Before Sunday afternoon was over, I had the new engine installed in the engine bay, hanging from the motor mounts. This is the known good motor I got from my friend as seen above in the bed of my truck. I didn’t really cover any of the basic work I had done to prep this motor. Mostly just painted up some of the rusty parts of the block with POR15 to protect it, kill the rust, and make it look nicer. I also eliminated a ton of emissions crap. It still had the smog pump on the thing. Bleh!
While removing the carburetor from the engine that came with the truck, I noticed it had a roller camshaft under all that dirt and rodent nest. I went ahead and pulled it, not expecting to be able to salvage it. It’s amazing how well that desert air protects things. I simply wiped it with a rag and all of the grime went away. Still shiny and spotless underneath. No rust problems whatsoever. So I installed it in the good engine. As you can see, this “good engine” has had a very long and oil leaking life. It will definitely see some engine degreaser once it’s up and running.

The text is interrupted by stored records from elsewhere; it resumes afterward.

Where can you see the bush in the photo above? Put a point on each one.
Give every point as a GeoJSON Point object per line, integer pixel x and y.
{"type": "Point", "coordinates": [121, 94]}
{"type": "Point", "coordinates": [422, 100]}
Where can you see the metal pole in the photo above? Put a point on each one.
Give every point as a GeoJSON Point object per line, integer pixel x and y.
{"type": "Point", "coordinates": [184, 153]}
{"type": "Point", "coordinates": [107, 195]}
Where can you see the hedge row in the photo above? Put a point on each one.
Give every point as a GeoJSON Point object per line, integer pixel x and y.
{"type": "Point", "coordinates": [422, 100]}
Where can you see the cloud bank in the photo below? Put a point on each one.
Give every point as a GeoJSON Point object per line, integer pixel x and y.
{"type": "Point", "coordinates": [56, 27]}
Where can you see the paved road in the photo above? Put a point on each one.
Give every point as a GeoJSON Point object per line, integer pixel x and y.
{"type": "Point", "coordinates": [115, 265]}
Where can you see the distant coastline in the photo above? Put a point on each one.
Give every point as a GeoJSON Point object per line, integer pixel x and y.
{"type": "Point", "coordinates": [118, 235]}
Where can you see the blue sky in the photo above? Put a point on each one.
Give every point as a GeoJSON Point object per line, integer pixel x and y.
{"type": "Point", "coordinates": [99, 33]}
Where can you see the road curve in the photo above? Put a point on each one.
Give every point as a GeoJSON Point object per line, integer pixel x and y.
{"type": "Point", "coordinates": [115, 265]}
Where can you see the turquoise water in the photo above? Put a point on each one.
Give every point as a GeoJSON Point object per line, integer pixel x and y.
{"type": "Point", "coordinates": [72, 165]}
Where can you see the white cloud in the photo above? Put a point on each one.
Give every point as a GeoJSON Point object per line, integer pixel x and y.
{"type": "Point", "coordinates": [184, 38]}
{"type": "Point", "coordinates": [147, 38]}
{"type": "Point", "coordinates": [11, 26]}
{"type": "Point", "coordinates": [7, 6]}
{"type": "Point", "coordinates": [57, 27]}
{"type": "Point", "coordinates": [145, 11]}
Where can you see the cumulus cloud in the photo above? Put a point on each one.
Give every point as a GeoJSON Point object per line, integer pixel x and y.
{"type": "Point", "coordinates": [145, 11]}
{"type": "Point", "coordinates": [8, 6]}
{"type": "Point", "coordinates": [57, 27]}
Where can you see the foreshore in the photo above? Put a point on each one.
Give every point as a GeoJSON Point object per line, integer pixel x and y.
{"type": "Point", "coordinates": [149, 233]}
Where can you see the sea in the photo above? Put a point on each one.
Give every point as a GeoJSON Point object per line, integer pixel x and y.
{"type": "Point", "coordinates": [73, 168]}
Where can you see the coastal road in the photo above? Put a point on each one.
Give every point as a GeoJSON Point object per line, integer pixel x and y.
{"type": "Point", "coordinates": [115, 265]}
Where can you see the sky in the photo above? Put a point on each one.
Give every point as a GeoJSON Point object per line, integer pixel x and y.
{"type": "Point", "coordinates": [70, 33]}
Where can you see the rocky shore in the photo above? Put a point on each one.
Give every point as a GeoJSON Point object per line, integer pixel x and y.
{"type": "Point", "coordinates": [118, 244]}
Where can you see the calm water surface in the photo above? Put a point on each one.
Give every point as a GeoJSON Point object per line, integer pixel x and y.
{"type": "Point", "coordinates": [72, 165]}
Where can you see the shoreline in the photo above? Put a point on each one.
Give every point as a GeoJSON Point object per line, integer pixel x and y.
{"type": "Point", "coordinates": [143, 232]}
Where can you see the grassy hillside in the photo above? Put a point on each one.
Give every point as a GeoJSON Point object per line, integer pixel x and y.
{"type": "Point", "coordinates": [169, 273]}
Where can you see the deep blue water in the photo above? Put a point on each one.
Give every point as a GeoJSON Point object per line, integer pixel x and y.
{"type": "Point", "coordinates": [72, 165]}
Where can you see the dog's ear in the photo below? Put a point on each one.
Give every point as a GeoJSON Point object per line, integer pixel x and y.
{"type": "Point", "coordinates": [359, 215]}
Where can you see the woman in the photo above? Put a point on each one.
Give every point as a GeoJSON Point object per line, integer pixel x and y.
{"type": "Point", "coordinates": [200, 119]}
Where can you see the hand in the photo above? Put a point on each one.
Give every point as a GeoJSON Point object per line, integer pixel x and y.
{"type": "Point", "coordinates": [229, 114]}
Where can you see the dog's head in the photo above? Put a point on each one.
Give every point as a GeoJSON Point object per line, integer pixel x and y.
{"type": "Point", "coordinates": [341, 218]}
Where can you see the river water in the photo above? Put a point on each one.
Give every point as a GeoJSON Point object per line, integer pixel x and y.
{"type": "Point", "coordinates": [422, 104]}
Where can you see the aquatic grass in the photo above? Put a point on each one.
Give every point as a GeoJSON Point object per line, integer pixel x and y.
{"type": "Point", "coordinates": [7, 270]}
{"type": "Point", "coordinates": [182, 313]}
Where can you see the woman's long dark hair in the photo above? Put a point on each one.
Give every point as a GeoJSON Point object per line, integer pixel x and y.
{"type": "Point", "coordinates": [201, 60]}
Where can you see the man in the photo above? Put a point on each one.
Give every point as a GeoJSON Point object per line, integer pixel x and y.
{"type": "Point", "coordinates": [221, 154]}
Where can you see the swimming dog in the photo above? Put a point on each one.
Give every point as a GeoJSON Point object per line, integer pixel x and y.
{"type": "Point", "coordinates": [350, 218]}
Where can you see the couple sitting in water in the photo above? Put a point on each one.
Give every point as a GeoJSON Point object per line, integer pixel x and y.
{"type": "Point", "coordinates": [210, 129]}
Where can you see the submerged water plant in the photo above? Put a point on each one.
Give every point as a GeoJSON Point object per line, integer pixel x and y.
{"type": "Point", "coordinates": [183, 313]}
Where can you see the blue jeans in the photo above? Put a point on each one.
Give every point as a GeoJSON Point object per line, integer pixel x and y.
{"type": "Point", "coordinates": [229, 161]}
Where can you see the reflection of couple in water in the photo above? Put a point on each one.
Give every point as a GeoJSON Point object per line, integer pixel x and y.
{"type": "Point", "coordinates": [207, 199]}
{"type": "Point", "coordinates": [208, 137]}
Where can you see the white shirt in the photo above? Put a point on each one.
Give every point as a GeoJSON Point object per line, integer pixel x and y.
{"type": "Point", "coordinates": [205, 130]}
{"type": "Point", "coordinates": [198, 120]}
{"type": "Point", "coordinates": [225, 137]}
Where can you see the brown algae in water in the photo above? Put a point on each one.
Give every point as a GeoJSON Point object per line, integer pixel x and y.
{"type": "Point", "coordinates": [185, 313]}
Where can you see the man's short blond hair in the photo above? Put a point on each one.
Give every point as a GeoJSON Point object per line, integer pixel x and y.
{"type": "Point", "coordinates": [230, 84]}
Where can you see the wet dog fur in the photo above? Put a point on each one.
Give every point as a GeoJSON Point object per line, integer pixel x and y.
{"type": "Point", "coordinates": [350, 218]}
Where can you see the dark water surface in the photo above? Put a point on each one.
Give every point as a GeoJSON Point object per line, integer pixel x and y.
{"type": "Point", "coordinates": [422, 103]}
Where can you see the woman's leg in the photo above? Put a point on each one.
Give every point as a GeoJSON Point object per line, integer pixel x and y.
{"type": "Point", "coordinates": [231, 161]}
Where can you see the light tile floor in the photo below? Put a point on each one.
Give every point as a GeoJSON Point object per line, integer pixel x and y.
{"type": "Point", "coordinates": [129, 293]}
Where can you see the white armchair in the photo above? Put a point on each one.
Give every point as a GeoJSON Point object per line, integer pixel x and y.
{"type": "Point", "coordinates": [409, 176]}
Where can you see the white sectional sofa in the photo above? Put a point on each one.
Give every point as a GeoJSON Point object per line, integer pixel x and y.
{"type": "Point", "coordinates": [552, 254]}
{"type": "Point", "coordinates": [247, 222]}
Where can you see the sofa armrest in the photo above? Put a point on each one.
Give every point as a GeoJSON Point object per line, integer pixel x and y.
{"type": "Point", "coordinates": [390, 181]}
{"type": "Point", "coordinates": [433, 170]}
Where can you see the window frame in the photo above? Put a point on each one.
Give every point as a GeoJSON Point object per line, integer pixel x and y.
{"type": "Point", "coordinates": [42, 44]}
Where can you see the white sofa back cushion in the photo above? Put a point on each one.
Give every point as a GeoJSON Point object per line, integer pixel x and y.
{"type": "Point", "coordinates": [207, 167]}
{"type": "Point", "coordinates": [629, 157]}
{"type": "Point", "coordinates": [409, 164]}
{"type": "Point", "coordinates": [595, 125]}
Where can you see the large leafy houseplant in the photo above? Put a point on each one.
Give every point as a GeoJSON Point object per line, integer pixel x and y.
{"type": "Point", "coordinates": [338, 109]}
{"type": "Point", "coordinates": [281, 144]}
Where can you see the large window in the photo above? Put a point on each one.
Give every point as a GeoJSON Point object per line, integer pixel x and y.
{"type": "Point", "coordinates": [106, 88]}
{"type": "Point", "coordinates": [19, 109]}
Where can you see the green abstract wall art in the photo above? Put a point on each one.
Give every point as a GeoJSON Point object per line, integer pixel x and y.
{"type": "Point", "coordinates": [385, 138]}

A one piece gasket on a TBI valve cover does wonders for controlling the oil, keeping it inside the engine where it belongs. This was actually left over from my good Rampage’s first engine. I had upgraded that engine to this valve cover from the junkyard years back. But retired it when I swapped in the 2.5L turbo motor.
Next up it got a brand new timing belt. I LOVE that they’re like $9 brand new for this year motor. Crazy cheap. I also had a brand new water pump on my Rampage’s old motor, so I swapped that over to this one. I also had some nearly new spark plugs in my toolbox from eons ago. The plugs in this motor were completely fouled in carbon, and they were crappy platinums.
My Rampage’s old motor also still had it’s Nippendenso alternator that I’d upgraded it to, hanging from it. It took me a bit of digging to find the tensioner bracket for it, but I found it in the end. There was no way I was going to put that POS massive 60’s chrysler alternator back on this thing. The alt belt was just one I had laying around in the back of my garage, probably from my old motor as well.
I didn’t get any before pictures of the carburetor, unfortunately, but take my word for it, it was as black and grimy as the head pictured above. This is the carb that was open to the elements for 5 years and came with this truck. I took it to work and ran it though 3 different parts washer solvent tanks to get it clean. Completely tore it down and blew out all of the passages in it. Put it back together with a rebuild kit.
The carburetor that was on the “known good” motor that’s in the truck now was the computer controlled “feedback” carb, whereas this is the higher performance non computer controlled model. Still, these carbs are unreliable at best. It gets one chance to work right, and if it fails, I’ll just convert the truck to fuel injection.
So that’s where it sits right now. I’ve had the truck for 6 days at this point. I’d like to fire off the engine this weekend. I’ll definitely post some video of that, as well as any other updates I have along the way.